OCTAVA EMOCIÓN
La emoción que me han producido todas y cada una de las casas que he habitado está muy cerca del enamoramiento. Es una emoción que se ve superada por el habitar, ese verbo, ese transcurrir protegido, que lo emocionante de estar contenido en cada una de ellas ha hecho conmigo, de mí. Sí, porque por mucho que pretendamos configurarlas como nuestras, las casas, su permanencia y su variación constante en torno a nosotros, nos dan forma, nos conmueven y hacen que nuestro palpitar sea de una forma que se adapta a lo que la casa acoge o rechaza en continuo contacto con nuestra piel, nuestros pensamientos y sensaciones, nuestros actos más privados y nuestras proyecciones hacia el futuro, pensadas y sentidas precisamente en el habitar de cada casa.
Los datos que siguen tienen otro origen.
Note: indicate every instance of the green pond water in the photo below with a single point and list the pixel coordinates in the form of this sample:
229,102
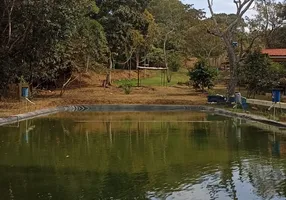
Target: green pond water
74,156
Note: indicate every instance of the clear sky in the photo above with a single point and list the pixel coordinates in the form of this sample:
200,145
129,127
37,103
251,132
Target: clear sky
220,6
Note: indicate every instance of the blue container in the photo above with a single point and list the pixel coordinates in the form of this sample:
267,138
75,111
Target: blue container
25,92
276,96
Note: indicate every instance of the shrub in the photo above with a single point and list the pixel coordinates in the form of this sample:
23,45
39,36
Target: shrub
127,87
202,76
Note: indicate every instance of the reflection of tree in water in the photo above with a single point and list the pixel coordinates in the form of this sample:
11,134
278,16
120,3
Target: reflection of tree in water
137,161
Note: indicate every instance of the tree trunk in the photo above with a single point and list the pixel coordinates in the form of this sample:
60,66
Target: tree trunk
108,75
233,65
87,63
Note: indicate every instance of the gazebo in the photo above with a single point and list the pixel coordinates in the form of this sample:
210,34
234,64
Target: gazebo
146,67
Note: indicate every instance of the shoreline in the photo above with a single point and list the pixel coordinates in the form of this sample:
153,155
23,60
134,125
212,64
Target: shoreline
138,108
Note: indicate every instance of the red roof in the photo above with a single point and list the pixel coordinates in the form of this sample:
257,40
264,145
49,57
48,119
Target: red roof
274,52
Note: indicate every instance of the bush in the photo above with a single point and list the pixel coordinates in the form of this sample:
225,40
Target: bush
259,73
202,76
175,62
127,87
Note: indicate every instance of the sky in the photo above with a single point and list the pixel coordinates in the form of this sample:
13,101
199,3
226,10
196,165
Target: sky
220,6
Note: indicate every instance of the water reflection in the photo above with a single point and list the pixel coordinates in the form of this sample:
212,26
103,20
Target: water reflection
141,156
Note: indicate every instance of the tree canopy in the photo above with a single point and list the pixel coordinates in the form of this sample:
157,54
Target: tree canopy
42,41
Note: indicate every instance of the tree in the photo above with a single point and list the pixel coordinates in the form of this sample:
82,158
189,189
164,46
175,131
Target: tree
202,76
174,19
227,35
267,20
259,73
121,21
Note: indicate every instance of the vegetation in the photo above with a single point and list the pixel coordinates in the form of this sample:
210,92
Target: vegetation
202,76
48,43
260,74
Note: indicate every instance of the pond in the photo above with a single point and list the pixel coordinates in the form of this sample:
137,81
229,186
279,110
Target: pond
171,155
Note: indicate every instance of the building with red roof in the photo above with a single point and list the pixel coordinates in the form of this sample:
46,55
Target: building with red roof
277,55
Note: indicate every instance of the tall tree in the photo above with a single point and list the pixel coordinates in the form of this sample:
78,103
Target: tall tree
121,19
227,35
268,18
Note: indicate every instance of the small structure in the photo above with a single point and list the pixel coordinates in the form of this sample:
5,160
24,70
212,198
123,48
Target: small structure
24,90
277,55
146,67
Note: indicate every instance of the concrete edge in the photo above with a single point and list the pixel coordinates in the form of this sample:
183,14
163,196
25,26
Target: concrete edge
138,108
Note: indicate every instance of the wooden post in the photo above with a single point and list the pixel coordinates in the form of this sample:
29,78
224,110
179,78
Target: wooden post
161,77
138,71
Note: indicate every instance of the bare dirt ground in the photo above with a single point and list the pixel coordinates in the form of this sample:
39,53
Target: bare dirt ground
90,91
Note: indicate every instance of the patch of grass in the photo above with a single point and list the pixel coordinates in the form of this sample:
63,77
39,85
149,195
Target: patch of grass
157,80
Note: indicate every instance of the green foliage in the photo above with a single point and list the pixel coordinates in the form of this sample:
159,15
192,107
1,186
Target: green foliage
202,75
259,73
175,62
126,86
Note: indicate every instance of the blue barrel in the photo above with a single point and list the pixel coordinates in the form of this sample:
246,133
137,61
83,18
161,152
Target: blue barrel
276,96
25,92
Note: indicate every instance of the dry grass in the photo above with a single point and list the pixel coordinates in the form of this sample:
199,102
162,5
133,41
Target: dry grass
91,92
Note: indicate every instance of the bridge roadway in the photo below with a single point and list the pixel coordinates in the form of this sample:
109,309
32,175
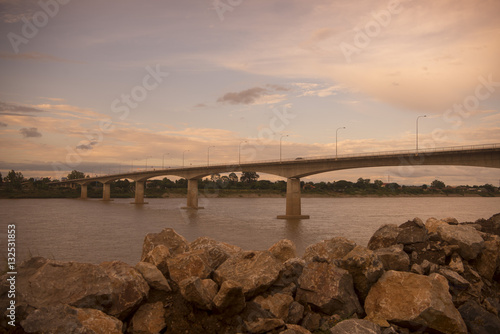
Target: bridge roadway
294,169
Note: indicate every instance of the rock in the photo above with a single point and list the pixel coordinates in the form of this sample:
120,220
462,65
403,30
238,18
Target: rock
356,326
394,258
153,276
254,271
158,256
384,237
63,318
175,243
278,304
488,260
330,250
129,288
412,232
456,263
467,238
365,267
230,298
112,287
432,224
478,320
328,289
414,301
284,250
295,329
198,293
295,313
149,319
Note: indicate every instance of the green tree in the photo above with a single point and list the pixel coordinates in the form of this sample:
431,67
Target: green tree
249,177
75,175
438,184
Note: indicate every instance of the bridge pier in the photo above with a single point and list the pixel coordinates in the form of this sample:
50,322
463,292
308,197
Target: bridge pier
106,192
192,196
83,189
293,205
139,193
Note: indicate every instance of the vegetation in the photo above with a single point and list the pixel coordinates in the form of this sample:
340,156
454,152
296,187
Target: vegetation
14,185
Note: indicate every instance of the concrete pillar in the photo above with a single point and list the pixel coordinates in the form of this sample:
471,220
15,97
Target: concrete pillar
293,205
106,191
139,192
192,196
83,191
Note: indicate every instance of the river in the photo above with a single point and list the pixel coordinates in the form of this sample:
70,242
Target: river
95,231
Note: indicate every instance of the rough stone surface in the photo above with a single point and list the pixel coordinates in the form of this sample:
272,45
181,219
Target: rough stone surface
478,320
278,304
153,276
414,300
394,258
384,237
466,237
195,291
356,326
329,250
328,289
175,243
284,250
158,256
67,319
254,271
365,267
230,298
149,319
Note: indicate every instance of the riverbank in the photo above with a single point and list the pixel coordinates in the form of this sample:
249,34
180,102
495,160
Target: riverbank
439,276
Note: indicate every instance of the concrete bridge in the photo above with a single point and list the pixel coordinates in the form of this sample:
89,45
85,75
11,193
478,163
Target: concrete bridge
293,169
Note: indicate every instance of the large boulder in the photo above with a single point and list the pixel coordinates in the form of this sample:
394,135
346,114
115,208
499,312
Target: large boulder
329,289
254,271
365,268
113,287
384,237
414,301
63,318
394,258
356,326
175,243
329,250
149,319
466,237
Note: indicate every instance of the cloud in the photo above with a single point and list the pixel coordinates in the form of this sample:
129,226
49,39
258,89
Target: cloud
30,132
14,109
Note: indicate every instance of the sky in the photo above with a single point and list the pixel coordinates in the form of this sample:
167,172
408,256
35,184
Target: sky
114,86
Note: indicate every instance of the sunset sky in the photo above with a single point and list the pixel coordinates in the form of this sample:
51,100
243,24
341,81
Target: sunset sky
99,86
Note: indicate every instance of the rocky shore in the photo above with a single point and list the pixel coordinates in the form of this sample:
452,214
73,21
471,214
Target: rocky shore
438,276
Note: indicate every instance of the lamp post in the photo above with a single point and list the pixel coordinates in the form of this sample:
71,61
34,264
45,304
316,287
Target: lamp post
416,150
336,140
208,155
280,144
163,160
239,151
183,157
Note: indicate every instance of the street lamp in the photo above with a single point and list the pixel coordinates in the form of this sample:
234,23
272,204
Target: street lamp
163,160
336,140
239,150
417,132
183,157
280,144
208,155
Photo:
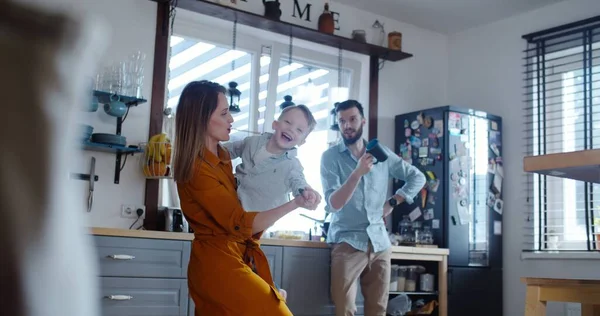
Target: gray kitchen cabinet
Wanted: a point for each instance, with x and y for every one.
(274, 255)
(139, 257)
(144, 296)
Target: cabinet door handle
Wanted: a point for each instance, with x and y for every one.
(119, 297)
(121, 257)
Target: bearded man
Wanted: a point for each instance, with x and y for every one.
(355, 191)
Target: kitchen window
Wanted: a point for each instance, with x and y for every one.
(265, 72)
(562, 115)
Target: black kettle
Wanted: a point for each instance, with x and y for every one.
(272, 9)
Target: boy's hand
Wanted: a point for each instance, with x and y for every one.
(308, 198)
(311, 195)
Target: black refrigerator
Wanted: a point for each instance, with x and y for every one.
(460, 152)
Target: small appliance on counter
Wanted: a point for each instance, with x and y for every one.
(172, 220)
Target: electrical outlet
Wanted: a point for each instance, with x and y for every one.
(130, 211)
(573, 309)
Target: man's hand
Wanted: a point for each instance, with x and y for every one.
(398, 198)
(365, 163)
(387, 208)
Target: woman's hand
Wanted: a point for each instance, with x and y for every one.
(303, 202)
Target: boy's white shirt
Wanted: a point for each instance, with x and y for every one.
(265, 180)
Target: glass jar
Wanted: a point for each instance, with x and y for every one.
(427, 236)
(401, 278)
(411, 280)
(417, 232)
(394, 278)
(405, 230)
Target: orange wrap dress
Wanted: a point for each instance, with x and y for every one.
(228, 273)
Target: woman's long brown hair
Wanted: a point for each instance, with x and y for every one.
(197, 103)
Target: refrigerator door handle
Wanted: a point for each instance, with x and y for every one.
(450, 281)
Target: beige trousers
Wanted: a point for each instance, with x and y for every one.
(373, 269)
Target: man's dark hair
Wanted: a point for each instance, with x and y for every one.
(348, 104)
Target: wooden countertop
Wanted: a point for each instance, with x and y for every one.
(153, 234)
(583, 165)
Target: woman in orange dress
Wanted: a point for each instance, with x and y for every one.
(228, 273)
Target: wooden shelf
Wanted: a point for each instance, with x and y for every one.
(287, 29)
(87, 145)
(105, 97)
(413, 293)
(581, 165)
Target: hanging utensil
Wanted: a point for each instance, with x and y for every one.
(91, 185)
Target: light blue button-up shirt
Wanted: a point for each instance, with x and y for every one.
(361, 219)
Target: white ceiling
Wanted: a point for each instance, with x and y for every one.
(447, 16)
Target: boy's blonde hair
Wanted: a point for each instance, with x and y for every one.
(312, 123)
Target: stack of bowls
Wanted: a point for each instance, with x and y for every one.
(86, 132)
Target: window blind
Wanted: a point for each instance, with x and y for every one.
(562, 114)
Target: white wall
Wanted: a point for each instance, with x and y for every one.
(486, 74)
(131, 26)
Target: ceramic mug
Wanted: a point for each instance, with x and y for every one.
(377, 151)
(115, 108)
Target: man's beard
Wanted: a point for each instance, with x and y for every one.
(353, 140)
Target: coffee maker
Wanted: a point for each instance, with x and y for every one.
(174, 221)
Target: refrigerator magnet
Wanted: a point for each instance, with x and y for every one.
(431, 199)
(428, 214)
(415, 141)
(428, 122)
(431, 175)
(439, 126)
(497, 228)
(491, 199)
(493, 125)
(498, 205)
(415, 214)
(415, 124)
(420, 118)
(495, 149)
(463, 213)
(423, 197)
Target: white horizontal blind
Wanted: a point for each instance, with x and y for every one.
(562, 114)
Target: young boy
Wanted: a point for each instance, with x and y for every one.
(270, 170)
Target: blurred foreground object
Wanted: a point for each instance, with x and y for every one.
(47, 265)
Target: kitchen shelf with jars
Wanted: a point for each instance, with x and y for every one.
(412, 284)
(270, 21)
(117, 88)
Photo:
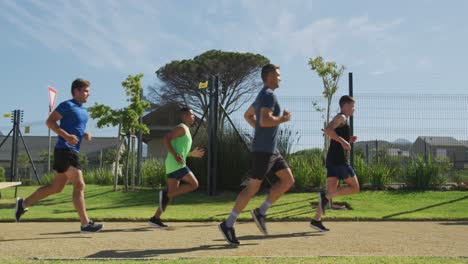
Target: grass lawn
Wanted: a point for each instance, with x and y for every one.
(250, 260)
(105, 205)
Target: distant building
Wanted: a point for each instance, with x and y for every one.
(442, 147)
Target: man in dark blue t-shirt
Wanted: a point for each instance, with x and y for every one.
(264, 115)
(73, 117)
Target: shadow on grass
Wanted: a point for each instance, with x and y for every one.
(426, 207)
(156, 252)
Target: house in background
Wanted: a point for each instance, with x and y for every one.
(442, 147)
(38, 147)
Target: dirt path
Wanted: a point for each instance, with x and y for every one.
(138, 240)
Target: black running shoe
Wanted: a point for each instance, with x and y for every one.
(259, 220)
(317, 225)
(163, 200)
(19, 209)
(156, 222)
(323, 202)
(91, 227)
(229, 234)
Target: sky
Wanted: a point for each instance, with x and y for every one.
(392, 47)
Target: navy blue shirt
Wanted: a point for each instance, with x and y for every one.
(74, 119)
(265, 138)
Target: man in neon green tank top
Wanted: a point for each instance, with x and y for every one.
(178, 143)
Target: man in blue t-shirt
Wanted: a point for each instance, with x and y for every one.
(264, 115)
(73, 117)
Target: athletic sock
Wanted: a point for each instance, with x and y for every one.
(264, 207)
(231, 219)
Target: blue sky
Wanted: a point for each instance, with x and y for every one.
(391, 46)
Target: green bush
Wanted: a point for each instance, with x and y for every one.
(459, 176)
(425, 175)
(153, 173)
(2, 174)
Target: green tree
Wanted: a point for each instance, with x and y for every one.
(127, 117)
(330, 72)
(238, 73)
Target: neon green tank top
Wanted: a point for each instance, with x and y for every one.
(181, 145)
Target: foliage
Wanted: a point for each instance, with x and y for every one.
(153, 173)
(128, 116)
(330, 73)
(238, 74)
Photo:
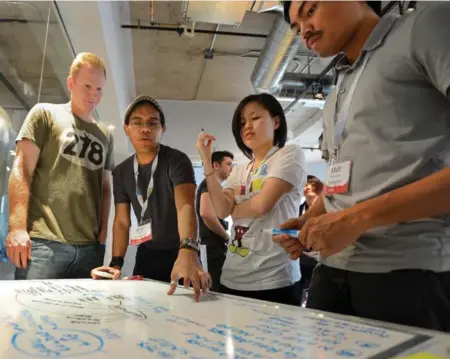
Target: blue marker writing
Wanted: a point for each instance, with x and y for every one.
(293, 233)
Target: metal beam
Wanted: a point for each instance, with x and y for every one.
(14, 92)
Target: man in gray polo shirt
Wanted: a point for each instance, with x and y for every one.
(383, 224)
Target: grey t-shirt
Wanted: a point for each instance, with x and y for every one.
(398, 132)
(174, 168)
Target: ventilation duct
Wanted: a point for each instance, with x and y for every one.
(278, 52)
(293, 83)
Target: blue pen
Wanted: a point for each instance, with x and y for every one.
(293, 233)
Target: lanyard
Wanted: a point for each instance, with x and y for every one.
(149, 187)
(269, 154)
(341, 116)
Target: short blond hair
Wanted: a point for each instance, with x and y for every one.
(87, 58)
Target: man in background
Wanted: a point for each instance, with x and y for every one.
(158, 182)
(59, 187)
(213, 231)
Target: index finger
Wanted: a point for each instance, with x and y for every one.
(173, 283)
(303, 236)
(290, 224)
(280, 238)
(196, 284)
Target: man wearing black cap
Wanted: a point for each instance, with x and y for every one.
(382, 225)
(158, 183)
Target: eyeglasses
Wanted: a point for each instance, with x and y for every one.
(139, 125)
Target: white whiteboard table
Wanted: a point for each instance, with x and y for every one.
(136, 319)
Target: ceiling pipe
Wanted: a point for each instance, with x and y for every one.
(280, 49)
(180, 30)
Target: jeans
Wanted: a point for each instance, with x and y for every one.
(56, 260)
(155, 264)
(410, 297)
(286, 295)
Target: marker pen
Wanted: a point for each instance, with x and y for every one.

Y la primera de todas es la casa-sueño porque acudo a ella en un espacio de mi memoria que no es el de alguien que siente y piensa, por muy niño que sea, sino el de alguien que, con la naturalidad del desconocimiento, es habitado por lo que ni siquiera puede calibrar que no es permanente ni transitorio. En el sueño aparece un camión, en el límite del habitar aquella casa en la que aparecí en el mundo y yo, colgando mis piernas, sentado en la tapa abierta de la caja del camión, yéndome a la segunda casa, al palacio de la realidad; sentido así porque allí pasé veinte años de mi vida, seguramente la vida más auténtica, por estar en construcción, de las que he vivido. Aquella casa de mi segunda infancia, de mi adolescencia y primera juventud es La Casa, sin duda, es en la que mi identificación y mi rebelión aún habitan todavía, incluso hoy que sé que habrá pasado por muchos otros “habitares” tras la muerte de quienes la eligieron sin saber que en ella se enfrentarían a la sorpresa de un crecimiento de sus hijos que nunca esperaron.
Los muros entre los que habitó la abuela, mis hermanos y la relación aquella, indescriptible, vital, con quienes aún hoy, ya desaparecidos, son causa de todo, por mucho que yo haya superado su existencia, sus limitaciones, por mucho que yo eche de menos su entrega, su inocencia, su querer ser quienes no pudieron llegar a ser respecto a nosotros, quienes nos dejaron en herencia lo peor y lo mejor de la vida, su existencia, su deseo, su acoplarse a lo que era y su huida de lo que podía ser.
Antes escribí “transitorio”, y me desdigo ahora porque cada casa no entra, precisamente, en lo transitorio, ni aunque desaparezca porque haya sido sustituido el lugar que ocupaba por otro habitar o por otra realidad. Cada hogar en el que se ha vivido, sea por meses o por años, tiene la calidad de lo permanente para quien ha sido inevitablemente habitado por él.